The camaraderie of the first few hours would wear very thin in the dark, cold mid-winter night between the Fish River and Keiskamma cuttings. For those runners, the lure of a permanent Washie number (five runs) or even the coveted bronzed shoe awarded on completion of ten journeys, totally clouded their better judgment. Anything that sounded like good advice only made them more determined to soldier on.

 

"Until such time as the body refused to respond to the mid-winter urge, there was no cure for the Washie," Dave Park said. For some, it must be done; for others, it must continue to be done.

 

And beyond the Washie? This year, two legends of the race, Eric Wright, who has completed 24 journeys consecutively since 1988, and Hazel Mioller, who has gone the distance six times, will leave the Buffs Club on Thursday, 18 July, at 3 p.m., and run to the start of the race in Port Alfred.

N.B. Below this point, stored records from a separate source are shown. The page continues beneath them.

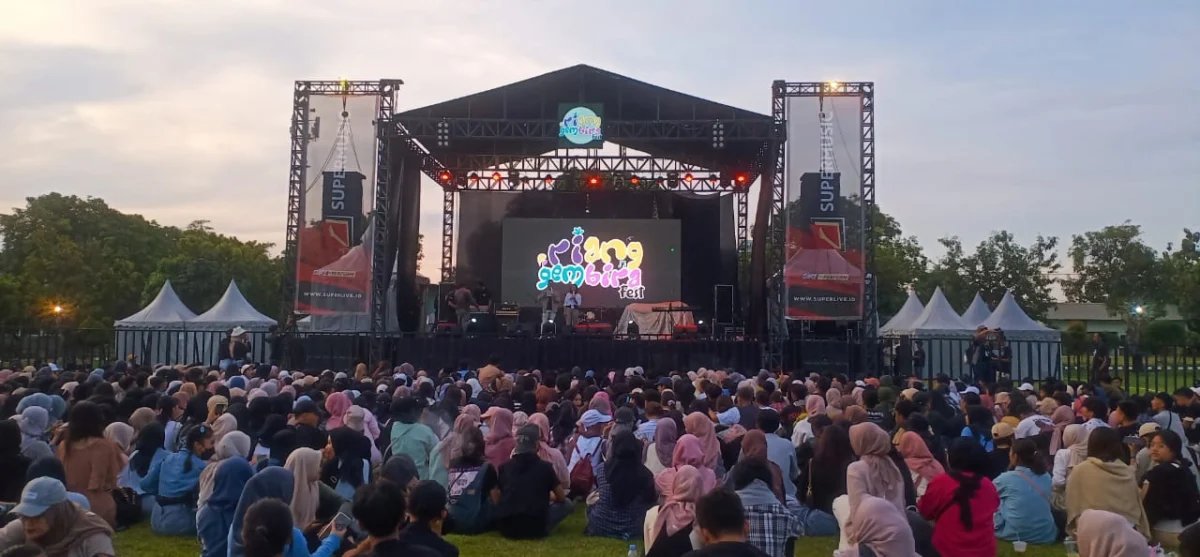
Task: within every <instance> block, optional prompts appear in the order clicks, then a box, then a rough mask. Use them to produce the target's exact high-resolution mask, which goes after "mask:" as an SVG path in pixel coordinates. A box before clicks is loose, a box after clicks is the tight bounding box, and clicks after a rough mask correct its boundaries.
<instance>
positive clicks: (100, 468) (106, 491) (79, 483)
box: [58, 401, 125, 526]
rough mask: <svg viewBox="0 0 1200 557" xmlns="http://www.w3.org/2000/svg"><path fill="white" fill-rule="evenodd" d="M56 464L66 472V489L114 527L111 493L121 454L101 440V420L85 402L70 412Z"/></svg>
mask: <svg viewBox="0 0 1200 557" xmlns="http://www.w3.org/2000/svg"><path fill="white" fill-rule="evenodd" d="M58 457H59V461H61V462H62V468H64V469H66V472H67V479H66V481H64V484H66V486H67V489H70V490H72V491H77V492H80V493H83V495H85V496H88V502H89V503H90V505H91V511H92V513H96V514H97V515H100V517H102V519H104V520H106V521H108V523H109V525H110V526H112V525H115V523H116V503H115V501H114V499H113V489H115V487H116V477H118V475H119V474H120V473H121V468H124V467H125V453H122V451H121V449H120V448H119V447H116V443H113V442H110V441H108V439H106V438H104V418H103V412H102V411H101V408H100V406H97V405H94V403H91V402H88V401H80V402H76V406H74V407H73V408H71V420H70V423H68V424H67V435H66V439H64V441H62V443H60V444H59V449H58Z"/></svg>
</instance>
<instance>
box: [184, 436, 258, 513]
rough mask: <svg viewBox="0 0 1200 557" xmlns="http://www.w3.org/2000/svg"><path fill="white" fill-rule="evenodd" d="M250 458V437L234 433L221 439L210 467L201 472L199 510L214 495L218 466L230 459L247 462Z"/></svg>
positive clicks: (214, 452)
mask: <svg viewBox="0 0 1200 557" xmlns="http://www.w3.org/2000/svg"><path fill="white" fill-rule="evenodd" d="M248 456H250V436H247V435H246V433H242V432H240V431H234V432H232V433H229V435H227V436H224V438H223V439H221V441H220V442H218V443H217V444H216V448H215V451H214V454H212V457H211V459H209V465H208V466H205V467H204V471H203V472H200V490H199V496H198V497H197V498H196V505H197V508H203V507H204V502H205V501H208V498H209V496H210V495H212V489H214V479H215V478H216V472H217V467H218V466H217V465H220V463H221V462H223V461H227V460H229V459H234V460H246V457H248Z"/></svg>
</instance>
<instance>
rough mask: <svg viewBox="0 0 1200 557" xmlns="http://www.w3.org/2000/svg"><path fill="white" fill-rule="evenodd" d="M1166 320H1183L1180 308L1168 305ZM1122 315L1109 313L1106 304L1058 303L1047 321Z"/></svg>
mask: <svg viewBox="0 0 1200 557" xmlns="http://www.w3.org/2000/svg"><path fill="white" fill-rule="evenodd" d="M1162 318H1163V319H1166V321H1183V317H1182V316H1180V310H1178V309H1177V307H1175V306H1171V305H1169V306H1166V315H1164V316H1163V317H1162ZM1123 319H1124V317H1123V316H1121V315H1114V313H1109V309H1108V307H1105V306H1104V304H1093V303H1067V301H1064V303H1061V304H1056V305H1055V306H1054V307H1051V309H1050V311H1049V312H1048V313H1046V321H1123Z"/></svg>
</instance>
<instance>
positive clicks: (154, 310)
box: [115, 281, 196, 328]
mask: <svg viewBox="0 0 1200 557" xmlns="http://www.w3.org/2000/svg"><path fill="white" fill-rule="evenodd" d="M194 318H196V312H193V311H192V310H188V309H187V306H186V305H184V303H182V300H180V299H179V295H176V294H175V289H174V288H172V286H170V281H167V282H163V283H162V288H161V289H160V291H158V295H156V297H155V298H154V300H152V301H150V304H149V305H146V306H145V307H143V309H142V311H139V312H137V313H134V315H132V316H130V317H126V318H124V319H120V321H118V322H116V323H115V324H116V327H119V328H139V327H156V325H182V324H184V323H185V322H187V321H190V319H194Z"/></svg>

They plan to attend the race briefing and then run all the way to the finish in East London.

 

dinFO:

The Washie was born when Lionel Whitfield, of the Buffalo Club, consulted the then Buffs Chairman, Vyv Rex, in 1977 about inaugurating and sponsoring a sporting event that would bear the name of his late father, George Washington - known as "Washie". There were 21 starters from East London and 12 finishers in Port Alfred.